Le sujet a le don d’énerver le maire Frédéric Balaud qui espère une dérogation préfectorale, unique moyen de débloquer la situation. « Ça va poser un problème pour la suite du développement du village, nos finances ont été calées. Ce soir, il y a une réunion de com’com, on va voir si on ne peut pas monter ensemble à la préfecture [deux autres communes sont concernées par ce souci de TVA, ndlr]. Je pense qu’il faut s’unir pour faire pression. »
Si la plupart des communes labellisées ont porté des projets seules, certaines ont décidé de la jouer collectif. Sept maires se mobilisent pour conserver la boulangerie de Brouvelieures, seul commerce de proximité. Le boulanger proche de la retraite cherche un·e repreneur·euse, pour l’instant sans succès. La vendeuse réalise des tournées à domicile dans trois villages tous les jours, sauf le mercredi. Une micro-entreprise de livraison se charge de douze autres communes. « On ne veut pas en arriver au dépôt de pain. Il faut penser aux personnes âgées. Des petites mamies attendent le pain comme le facteur, ce sont des moments d’échange », défend l’élu. L’idée est de trouver un boulanger et de l’aider à s’installer.
L'unique restaurant et la boulangerie de Brouvelieures sont en recherche de repreneur·euses. © Lucie Campoy
Réunissant près de 2 000 habitant·es, les villages de Brouvelieures, Mortagne, Belmont-sur-Buttant, Domfaing, Fremifontaine, Les Rouges-Eaux et Vervezelle ont été labellisés ensemble et l’étude commerciale devrait s’achever en janvier 2025. Du bon sens pour Lionel Leclerc. « Porter le projet seul, c’est difficile et onéreux. Alors que là, le maire de Fremifontaine gère davantage le business avec son œil d’entrepreneur et moi, un peu foufou, j’ai les idées et un pied à la préfecture. » Le premier édile de Mortagne se projette déjà : « Le restaurant mitoyen est à vendre avec de potentiels repreneurs. On pourra aller chercher son croissant et boire un café à côté. »
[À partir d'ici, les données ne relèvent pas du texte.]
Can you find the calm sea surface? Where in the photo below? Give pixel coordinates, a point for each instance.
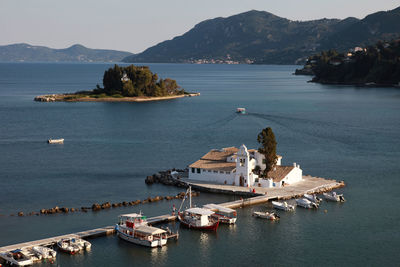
(345, 133)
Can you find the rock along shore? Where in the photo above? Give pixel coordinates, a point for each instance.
(75, 98)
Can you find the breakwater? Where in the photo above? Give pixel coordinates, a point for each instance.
(95, 207)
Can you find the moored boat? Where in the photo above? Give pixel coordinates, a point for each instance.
(305, 203)
(47, 253)
(197, 218)
(282, 206)
(56, 141)
(241, 110)
(68, 245)
(266, 215)
(334, 197)
(223, 214)
(314, 198)
(143, 235)
(135, 229)
(16, 257)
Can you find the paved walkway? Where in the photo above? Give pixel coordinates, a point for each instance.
(309, 184)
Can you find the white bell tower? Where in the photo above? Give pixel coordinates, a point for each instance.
(242, 167)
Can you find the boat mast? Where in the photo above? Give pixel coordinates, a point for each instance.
(190, 196)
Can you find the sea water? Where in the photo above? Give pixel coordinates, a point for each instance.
(339, 132)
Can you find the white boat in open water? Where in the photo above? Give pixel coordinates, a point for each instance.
(16, 257)
(47, 253)
(314, 198)
(56, 141)
(134, 228)
(334, 197)
(305, 203)
(282, 206)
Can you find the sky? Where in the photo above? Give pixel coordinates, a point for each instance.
(133, 25)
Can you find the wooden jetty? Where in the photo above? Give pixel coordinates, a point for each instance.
(257, 195)
(103, 231)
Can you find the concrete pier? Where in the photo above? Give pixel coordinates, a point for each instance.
(309, 185)
(103, 231)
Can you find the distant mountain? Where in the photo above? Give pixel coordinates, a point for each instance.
(75, 53)
(263, 38)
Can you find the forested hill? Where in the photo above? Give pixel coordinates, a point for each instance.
(374, 65)
(264, 38)
(75, 53)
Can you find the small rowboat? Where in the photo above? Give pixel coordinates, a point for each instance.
(266, 215)
(45, 252)
(313, 198)
(305, 203)
(56, 141)
(334, 197)
(282, 206)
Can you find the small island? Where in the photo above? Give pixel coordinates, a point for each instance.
(377, 65)
(125, 84)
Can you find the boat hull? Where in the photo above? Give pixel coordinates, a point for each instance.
(142, 242)
(211, 227)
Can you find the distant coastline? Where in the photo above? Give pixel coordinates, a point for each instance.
(87, 98)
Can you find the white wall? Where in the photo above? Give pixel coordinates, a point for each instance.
(211, 176)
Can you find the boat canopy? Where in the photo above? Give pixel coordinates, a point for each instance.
(149, 230)
(219, 208)
(133, 215)
(200, 211)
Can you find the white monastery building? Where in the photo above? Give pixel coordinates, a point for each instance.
(235, 166)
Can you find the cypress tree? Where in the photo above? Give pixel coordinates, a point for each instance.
(268, 148)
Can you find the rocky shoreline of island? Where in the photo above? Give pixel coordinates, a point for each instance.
(96, 98)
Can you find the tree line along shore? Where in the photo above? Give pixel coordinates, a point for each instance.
(125, 84)
(375, 65)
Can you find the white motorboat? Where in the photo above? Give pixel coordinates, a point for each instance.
(68, 245)
(314, 198)
(56, 141)
(197, 218)
(282, 206)
(16, 257)
(266, 215)
(28, 252)
(223, 214)
(305, 203)
(241, 110)
(135, 229)
(82, 244)
(334, 197)
(47, 253)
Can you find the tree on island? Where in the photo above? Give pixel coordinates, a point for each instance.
(133, 81)
(268, 149)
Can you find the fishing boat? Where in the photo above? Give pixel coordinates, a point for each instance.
(135, 229)
(16, 257)
(334, 197)
(305, 203)
(241, 110)
(282, 206)
(45, 252)
(266, 215)
(73, 245)
(56, 141)
(29, 253)
(197, 218)
(314, 198)
(223, 214)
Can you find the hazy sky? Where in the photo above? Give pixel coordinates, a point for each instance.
(133, 25)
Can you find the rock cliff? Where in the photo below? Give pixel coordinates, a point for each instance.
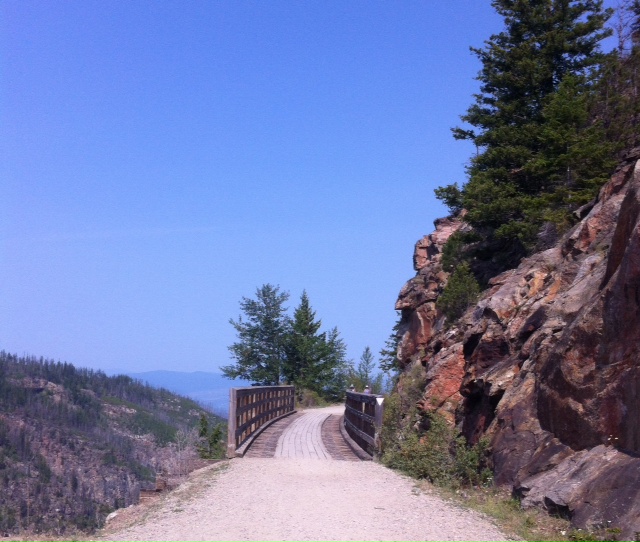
(547, 363)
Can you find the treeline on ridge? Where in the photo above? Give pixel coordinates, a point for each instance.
(76, 444)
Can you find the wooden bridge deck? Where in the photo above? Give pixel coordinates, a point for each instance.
(311, 434)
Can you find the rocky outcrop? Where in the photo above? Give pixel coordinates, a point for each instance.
(547, 363)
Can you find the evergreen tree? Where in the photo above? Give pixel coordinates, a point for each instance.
(365, 374)
(334, 388)
(388, 361)
(259, 352)
(523, 67)
(308, 363)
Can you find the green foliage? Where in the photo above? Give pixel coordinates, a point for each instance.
(310, 358)
(451, 196)
(388, 361)
(542, 151)
(461, 291)
(273, 348)
(364, 374)
(609, 534)
(146, 423)
(212, 442)
(259, 352)
(83, 415)
(436, 454)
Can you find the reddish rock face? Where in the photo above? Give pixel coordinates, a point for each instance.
(548, 362)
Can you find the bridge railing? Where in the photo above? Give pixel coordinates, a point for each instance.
(363, 420)
(251, 409)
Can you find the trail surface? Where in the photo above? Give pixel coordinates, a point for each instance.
(313, 499)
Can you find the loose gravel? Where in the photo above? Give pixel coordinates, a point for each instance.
(276, 500)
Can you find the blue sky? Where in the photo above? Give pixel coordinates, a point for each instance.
(162, 159)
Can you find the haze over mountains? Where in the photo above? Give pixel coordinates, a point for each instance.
(209, 389)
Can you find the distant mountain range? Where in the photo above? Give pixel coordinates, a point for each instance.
(209, 389)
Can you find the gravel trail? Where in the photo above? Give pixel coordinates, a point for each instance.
(276, 500)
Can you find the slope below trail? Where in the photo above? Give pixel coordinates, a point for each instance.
(309, 499)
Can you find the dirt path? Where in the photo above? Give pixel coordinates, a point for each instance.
(277, 500)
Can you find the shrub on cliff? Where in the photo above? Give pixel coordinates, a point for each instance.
(437, 453)
(461, 291)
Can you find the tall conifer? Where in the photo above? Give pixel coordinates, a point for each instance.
(543, 43)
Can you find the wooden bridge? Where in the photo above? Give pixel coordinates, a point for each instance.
(263, 423)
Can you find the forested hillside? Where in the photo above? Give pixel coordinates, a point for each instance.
(76, 444)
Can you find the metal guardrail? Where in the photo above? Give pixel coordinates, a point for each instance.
(363, 420)
(251, 410)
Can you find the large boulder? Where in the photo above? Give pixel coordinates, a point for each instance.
(547, 364)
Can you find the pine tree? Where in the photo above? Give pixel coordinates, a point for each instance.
(259, 352)
(388, 361)
(523, 67)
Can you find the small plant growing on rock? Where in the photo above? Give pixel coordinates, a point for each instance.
(461, 291)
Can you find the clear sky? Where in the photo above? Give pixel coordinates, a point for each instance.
(161, 159)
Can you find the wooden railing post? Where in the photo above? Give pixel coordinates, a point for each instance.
(232, 423)
(378, 426)
(253, 409)
(363, 421)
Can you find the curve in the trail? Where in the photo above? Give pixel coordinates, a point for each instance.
(311, 434)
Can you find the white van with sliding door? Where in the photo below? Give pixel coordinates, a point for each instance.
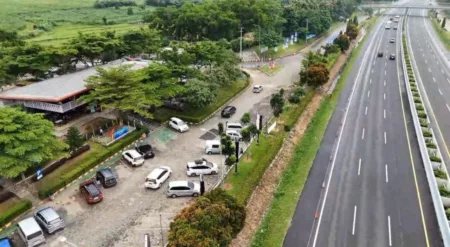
(212, 147)
(30, 232)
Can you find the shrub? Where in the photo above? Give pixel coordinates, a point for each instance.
(421, 114)
(212, 220)
(14, 211)
(440, 174)
(427, 133)
(51, 186)
(443, 191)
(435, 159)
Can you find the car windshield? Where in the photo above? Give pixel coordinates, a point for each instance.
(191, 185)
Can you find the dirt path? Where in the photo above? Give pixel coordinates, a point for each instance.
(262, 196)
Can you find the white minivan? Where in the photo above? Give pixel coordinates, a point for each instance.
(234, 126)
(212, 147)
(30, 232)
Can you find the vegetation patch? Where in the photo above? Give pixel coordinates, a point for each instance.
(198, 115)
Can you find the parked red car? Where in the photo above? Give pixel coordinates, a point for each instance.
(90, 191)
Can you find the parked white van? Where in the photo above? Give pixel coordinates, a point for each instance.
(234, 126)
(30, 232)
(213, 147)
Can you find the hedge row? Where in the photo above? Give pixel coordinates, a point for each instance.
(85, 165)
(14, 211)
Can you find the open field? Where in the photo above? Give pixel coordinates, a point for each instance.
(62, 20)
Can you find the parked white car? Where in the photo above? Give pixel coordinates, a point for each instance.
(197, 167)
(157, 177)
(178, 124)
(133, 157)
(257, 88)
(235, 136)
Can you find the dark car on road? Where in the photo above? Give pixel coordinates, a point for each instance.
(90, 191)
(228, 111)
(107, 177)
(145, 150)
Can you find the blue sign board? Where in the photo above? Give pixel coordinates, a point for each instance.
(39, 174)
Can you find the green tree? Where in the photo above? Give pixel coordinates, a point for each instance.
(74, 138)
(277, 104)
(199, 93)
(123, 88)
(212, 220)
(26, 140)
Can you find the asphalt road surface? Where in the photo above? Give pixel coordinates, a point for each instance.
(369, 194)
(433, 74)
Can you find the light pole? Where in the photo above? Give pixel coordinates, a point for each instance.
(220, 152)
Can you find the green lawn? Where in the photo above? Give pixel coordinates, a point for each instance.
(277, 220)
(68, 16)
(268, 70)
(443, 34)
(198, 115)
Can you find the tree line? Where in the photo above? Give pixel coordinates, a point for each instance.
(223, 19)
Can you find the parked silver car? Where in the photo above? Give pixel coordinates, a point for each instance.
(183, 188)
(49, 219)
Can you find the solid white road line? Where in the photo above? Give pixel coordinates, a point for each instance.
(389, 227)
(359, 167)
(354, 220)
(387, 176)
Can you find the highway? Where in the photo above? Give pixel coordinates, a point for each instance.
(368, 193)
(433, 75)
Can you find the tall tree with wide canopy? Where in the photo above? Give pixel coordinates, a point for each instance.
(26, 140)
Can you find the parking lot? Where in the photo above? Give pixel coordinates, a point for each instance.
(128, 210)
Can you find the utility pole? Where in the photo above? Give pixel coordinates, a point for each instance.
(240, 51)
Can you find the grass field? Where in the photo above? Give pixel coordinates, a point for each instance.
(64, 18)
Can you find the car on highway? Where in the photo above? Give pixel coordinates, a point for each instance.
(178, 124)
(228, 111)
(203, 166)
(145, 149)
(133, 157)
(183, 188)
(90, 191)
(257, 88)
(157, 177)
(49, 220)
(107, 177)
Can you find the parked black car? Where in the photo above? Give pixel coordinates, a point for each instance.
(145, 150)
(107, 177)
(228, 111)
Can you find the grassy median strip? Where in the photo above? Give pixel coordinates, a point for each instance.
(197, 115)
(277, 221)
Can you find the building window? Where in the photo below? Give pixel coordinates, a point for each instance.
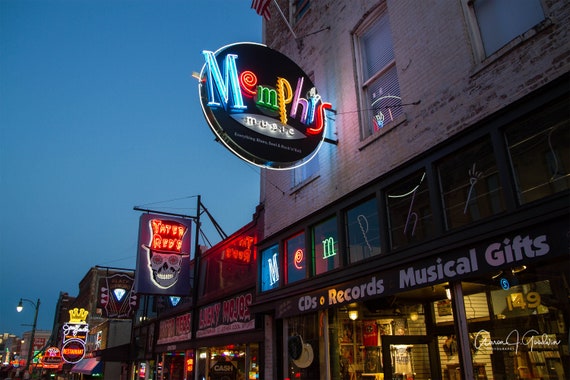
(363, 230)
(470, 185)
(300, 7)
(380, 102)
(270, 272)
(539, 148)
(409, 211)
(296, 258)
(325, 246)
(500, 21)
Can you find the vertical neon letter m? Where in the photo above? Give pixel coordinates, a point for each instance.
(226, 88)
(273, 269)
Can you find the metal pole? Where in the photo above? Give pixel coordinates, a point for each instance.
(31, 345)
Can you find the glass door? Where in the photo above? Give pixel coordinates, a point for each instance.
(408, 358)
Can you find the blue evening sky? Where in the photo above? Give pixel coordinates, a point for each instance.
(99, 113)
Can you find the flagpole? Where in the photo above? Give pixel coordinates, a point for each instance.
(285, 19)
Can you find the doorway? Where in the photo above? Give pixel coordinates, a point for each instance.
(409, 357)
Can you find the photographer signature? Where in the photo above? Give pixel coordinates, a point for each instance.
(514, 340)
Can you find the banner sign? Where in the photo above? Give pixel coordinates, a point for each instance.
(52, 358)
(230, 315)
(163, 263)
(117, 299)
(175, 329)
(262, 106)
(527, 247)
(75, 334)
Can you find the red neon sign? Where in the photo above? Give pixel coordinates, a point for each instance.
(166, 236)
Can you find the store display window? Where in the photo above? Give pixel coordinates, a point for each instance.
(296, 258)
(409, 211)
(363, 230)
(302, 341)
(539, 148)
(371, 339)
(517, 325)
(470, 186)
(325, 246)
(231, 362)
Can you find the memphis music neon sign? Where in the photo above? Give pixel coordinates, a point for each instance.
(262, 106)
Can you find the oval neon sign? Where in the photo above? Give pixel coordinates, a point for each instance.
(262, 106)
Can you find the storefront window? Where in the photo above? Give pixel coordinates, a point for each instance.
(302, 340)
(369, 342)
(539, 147)
(529, 336)
(296, 258)
(470, 185)
(409, 211)
(517, 325)
(325, 246)
(234, 361)
(270, 261)
(363, 230)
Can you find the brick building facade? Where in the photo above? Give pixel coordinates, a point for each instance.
(445, 171)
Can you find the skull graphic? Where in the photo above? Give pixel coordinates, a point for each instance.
(165, 268)
(165, 251)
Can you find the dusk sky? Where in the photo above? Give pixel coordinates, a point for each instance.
(99, 113)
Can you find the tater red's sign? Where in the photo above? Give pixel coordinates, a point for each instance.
(262, 106)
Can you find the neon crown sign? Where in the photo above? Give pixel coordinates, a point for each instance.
(262, 106)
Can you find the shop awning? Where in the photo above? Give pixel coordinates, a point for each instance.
(88, 366)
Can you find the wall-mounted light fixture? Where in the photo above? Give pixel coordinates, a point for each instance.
(448, 292)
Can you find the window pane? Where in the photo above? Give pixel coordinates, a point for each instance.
(363, 231)
(296, 258)
(325, 246)
(377, 47)
(270, 268)
(500, 21)
(409, 211)
(381, 101)
(470, 184)
(539, 147)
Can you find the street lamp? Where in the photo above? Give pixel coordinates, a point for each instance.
(20, 307)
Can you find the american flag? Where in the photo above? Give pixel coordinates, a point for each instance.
(262, 8)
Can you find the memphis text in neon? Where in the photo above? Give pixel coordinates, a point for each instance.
(227, 91)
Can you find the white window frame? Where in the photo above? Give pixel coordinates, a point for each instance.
(366, 115)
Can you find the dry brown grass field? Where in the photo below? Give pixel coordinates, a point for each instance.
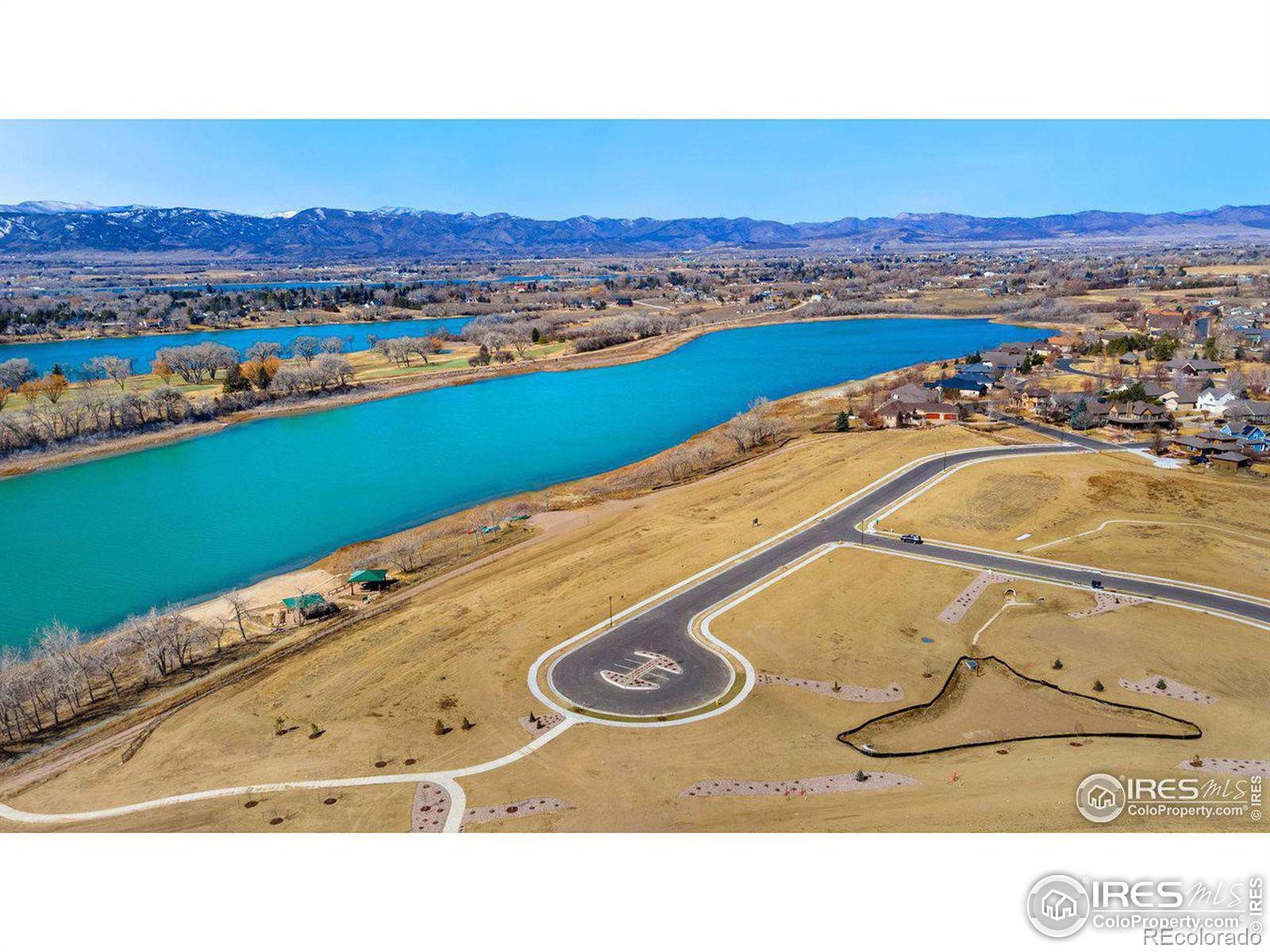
(464, 647)
(861, 619)
(1206, 527)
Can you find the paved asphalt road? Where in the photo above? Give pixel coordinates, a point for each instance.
(664, 628)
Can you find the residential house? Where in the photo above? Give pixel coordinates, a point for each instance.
(1003, 359)
(1037, 397)
(910, 393)
(1193, 367)
(1180, 399)
(902, 413)
(1249, 436)
(1240, 412)
(1138, 413)
(1230, 460)
(963, 386)
(1214, 400)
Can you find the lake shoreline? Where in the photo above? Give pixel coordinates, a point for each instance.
(633, 352)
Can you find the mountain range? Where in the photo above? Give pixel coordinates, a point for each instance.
(83, 230)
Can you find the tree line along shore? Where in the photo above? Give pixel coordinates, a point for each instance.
(65, 682)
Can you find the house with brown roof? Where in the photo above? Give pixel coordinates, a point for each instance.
(902, 413)
(1193, 367)
(1138, 413)
(1230, 460)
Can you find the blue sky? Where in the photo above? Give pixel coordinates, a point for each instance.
(789, 171)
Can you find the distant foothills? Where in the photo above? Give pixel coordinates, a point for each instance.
(57, 228)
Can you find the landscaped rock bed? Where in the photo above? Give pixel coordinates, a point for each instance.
(543, 724)
(431, 809)
(959, 606)
(1172, 689)
(1104, 602)
(508, 812)
(844, 692)
(835, 784)
(1227, 765)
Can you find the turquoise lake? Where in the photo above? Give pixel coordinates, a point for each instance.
(69, 355)
(94, 543)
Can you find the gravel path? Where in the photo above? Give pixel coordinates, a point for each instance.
(1227, 765)
(1105, 602)
(429, 810)
(799, 787)
(1172, 689)
(543, 724)
(959, 606)
(844, 692)
(506, 812)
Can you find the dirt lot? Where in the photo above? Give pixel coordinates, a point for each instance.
(1225, 539)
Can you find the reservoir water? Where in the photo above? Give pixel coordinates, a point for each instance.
(69, 355)
(94, 543)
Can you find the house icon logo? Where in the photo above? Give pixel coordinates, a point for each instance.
(1100, 797)
(1058, 905)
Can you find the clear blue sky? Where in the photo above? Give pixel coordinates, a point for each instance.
(787, 171)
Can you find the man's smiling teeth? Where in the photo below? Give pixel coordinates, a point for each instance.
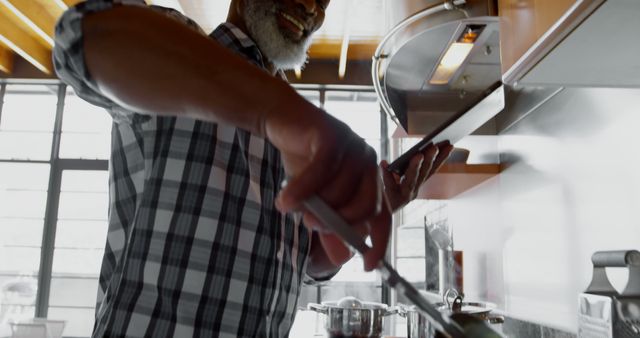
(293, 21)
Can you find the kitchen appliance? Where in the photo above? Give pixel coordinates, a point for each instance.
(603, 312)
(419, 327)
(351, 317)
(438, 72)
(443, 323)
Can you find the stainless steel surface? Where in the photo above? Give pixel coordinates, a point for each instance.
(593, 45)
(420, 327)
(603, 312)
(343, 320)
(442, 323)
(336, 223)
(409, 54)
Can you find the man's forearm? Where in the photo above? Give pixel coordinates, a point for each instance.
(150, 63)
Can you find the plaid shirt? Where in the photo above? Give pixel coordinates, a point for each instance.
(195, 246)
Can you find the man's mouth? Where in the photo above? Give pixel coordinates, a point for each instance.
(293, 24)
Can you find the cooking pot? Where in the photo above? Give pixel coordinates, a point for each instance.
(462, 312)
(353, 318)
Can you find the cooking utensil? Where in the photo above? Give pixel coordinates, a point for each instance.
(419, 327)
(350, 317)
(442, 323)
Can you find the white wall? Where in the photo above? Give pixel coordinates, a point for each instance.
(571, 187)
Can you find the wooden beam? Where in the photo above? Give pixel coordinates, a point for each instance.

Être maire en milieu rural est une responsabilité de tous les instants. Une mission chronophage et contraignante, difficile à concilier avec la vie personnelle et professionnelle. Certain·es élu·es choisissent de démissionner ou de ne pas se représenter à la fin de leur mandat. Les candidat·es au fauteuil de maire se font de plus en plus rares.